Mittwoch, 02.07.2014 - Memphis Downtown, Pyramiden, BBQ und Gibson GitarrenHeute dachte ich mir : Mach mal einen Zug durch die Stadt und schau mal was Memphis dir zu bieten hat. Zuerst aber wurde ich gestoppt vom „March of the Peabody Ducks“. Warum zum Henker liegt hier im Foyer ein roter Teppich und warum zum Henker sind hier so viele Leute ? Ich war mitten in die Vorbereitungen zur Entenparade geraten. Das Peabody Hotel bietet als DIE große Attraktion zweimal täglich eine Entenparade an.

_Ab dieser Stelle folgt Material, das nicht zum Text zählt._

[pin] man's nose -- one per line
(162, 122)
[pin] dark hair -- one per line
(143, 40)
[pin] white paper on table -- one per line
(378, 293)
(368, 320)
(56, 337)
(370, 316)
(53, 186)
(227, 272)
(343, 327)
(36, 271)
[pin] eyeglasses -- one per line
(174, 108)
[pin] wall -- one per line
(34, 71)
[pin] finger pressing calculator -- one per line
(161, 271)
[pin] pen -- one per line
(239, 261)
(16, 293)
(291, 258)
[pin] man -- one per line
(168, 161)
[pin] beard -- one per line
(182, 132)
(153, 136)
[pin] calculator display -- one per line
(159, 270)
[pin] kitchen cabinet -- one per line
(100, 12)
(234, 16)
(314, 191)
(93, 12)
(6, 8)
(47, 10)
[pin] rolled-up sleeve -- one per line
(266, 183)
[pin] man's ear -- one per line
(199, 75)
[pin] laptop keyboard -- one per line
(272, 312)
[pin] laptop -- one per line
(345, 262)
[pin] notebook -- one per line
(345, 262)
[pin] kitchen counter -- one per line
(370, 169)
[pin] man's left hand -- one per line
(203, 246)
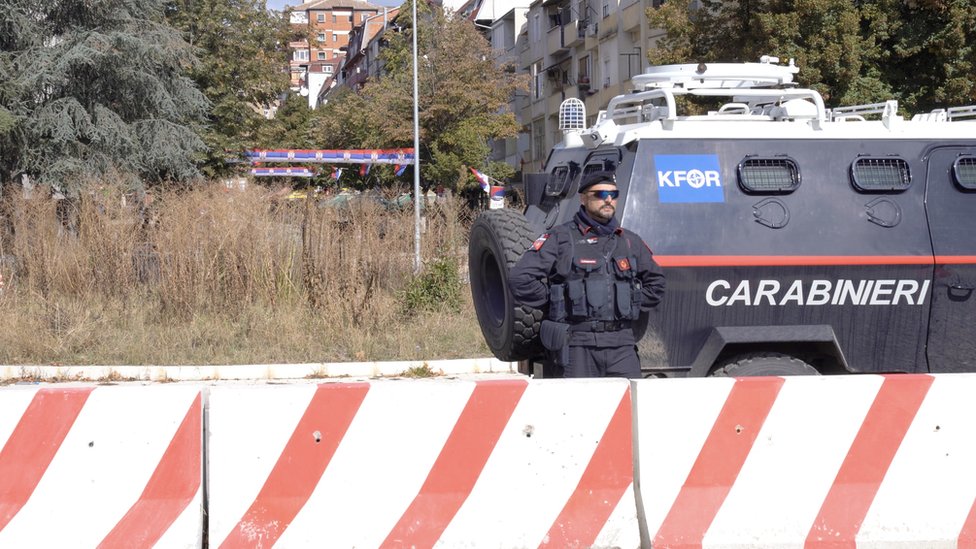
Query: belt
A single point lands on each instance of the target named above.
(601, 326)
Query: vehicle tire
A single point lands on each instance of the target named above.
(764, 364)
(497, 241)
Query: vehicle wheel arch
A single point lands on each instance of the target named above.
(816, 345)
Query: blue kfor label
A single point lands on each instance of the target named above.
(688, 178)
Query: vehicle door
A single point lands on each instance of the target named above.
(951, 211)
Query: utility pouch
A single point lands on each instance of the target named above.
(624, 300)
(555, 337)
(599, 298)
(577, 298)
(557, 302)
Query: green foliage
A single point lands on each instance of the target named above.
(89, 88)
(437, 288)
(243, 49)
(922, 53)
(463, 99)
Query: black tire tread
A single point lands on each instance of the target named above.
(727, 369)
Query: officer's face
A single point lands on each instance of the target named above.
(599, 208)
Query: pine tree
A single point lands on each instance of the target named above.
(95, 87)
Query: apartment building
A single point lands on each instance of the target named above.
(327, 24)
(589, 49)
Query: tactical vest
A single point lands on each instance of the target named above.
(601, 284)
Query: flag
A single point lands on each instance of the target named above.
(482, 180)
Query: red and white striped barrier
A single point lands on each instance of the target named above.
(817, 462)
(100, 467)
(415, 464)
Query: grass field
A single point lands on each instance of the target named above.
(218, 276)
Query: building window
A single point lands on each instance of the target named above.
(537, 77)
(538, 139)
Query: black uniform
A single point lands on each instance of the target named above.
(595, 279)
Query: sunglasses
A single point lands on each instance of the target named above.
(603, 195)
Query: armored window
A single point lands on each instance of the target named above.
(769, 175)
(964, 172)
(558, 181)
(881, 174)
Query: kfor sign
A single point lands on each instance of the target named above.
(688, 178)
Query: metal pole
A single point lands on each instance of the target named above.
(416, 150)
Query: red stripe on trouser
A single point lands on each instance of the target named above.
(967, 538)
(33, 443)
(867, 461)
(459, 464)
(169, 490)
(300, 466)
(605, 480)
(719, 462)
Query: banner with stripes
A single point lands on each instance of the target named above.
(346, 156)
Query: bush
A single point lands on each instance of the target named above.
(437, 288)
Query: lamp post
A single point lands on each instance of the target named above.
(416, 150)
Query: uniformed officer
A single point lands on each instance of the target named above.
(596, 278)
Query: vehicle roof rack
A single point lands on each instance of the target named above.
(719, 75)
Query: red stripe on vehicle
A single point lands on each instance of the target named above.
(793, 260)
(606, 479)
(955, 259)
(867, 461)
(719, 462)
(967, 538)
(33, 443)
(300, 466)
(459, 464)
(170, 489)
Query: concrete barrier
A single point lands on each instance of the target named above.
(865, 461)
(510, 463)
(85, 466)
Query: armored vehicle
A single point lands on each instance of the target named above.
(795, 239)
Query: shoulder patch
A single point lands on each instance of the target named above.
(540, 241)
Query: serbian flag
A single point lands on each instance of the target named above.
(482, 180)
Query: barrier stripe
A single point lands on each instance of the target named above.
(170, 489)
(458, 465)
(300, 466)
(606, 479)
(33, 443)
(867, 461)
(967, 539)
(719, 462)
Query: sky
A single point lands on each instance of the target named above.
(281, 4)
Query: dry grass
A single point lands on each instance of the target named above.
(211, 276)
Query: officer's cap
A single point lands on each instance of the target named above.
(594, 178)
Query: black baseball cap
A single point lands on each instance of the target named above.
(594, 178)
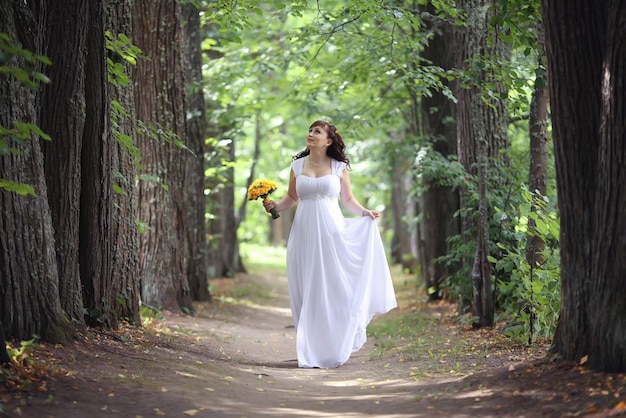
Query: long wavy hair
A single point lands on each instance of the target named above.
(336, 150)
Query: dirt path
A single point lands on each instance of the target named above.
(238, 360)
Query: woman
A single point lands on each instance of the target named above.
(338, 275)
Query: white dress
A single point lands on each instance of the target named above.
(337, 272)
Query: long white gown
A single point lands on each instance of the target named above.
(337, 272)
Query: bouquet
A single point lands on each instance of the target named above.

Es gibt Enten, die auf dem Dach des Hotels wohnen. Diese Enten werden jeden Tag um 11 Uhr mit dem Aufzug herunter in die Hotelhalle gefahren, watscheln dann über den roten Teppich zum Springbrunnen der mitten im Foyer steht und paddeln dann den ganzen Tag in diesem Springbrunnen herum.
Nachmittags um 17 Uhr wird der ganze Zinnober in umgekehrter Richtung veranstaltet. Jedes Mal mit einen Kastellan in roter Uniform, der noch die Geschichte der Enten erzählt und einem gespielten Marsch. Und unglaublich vielen Leuten die sich das ansehen.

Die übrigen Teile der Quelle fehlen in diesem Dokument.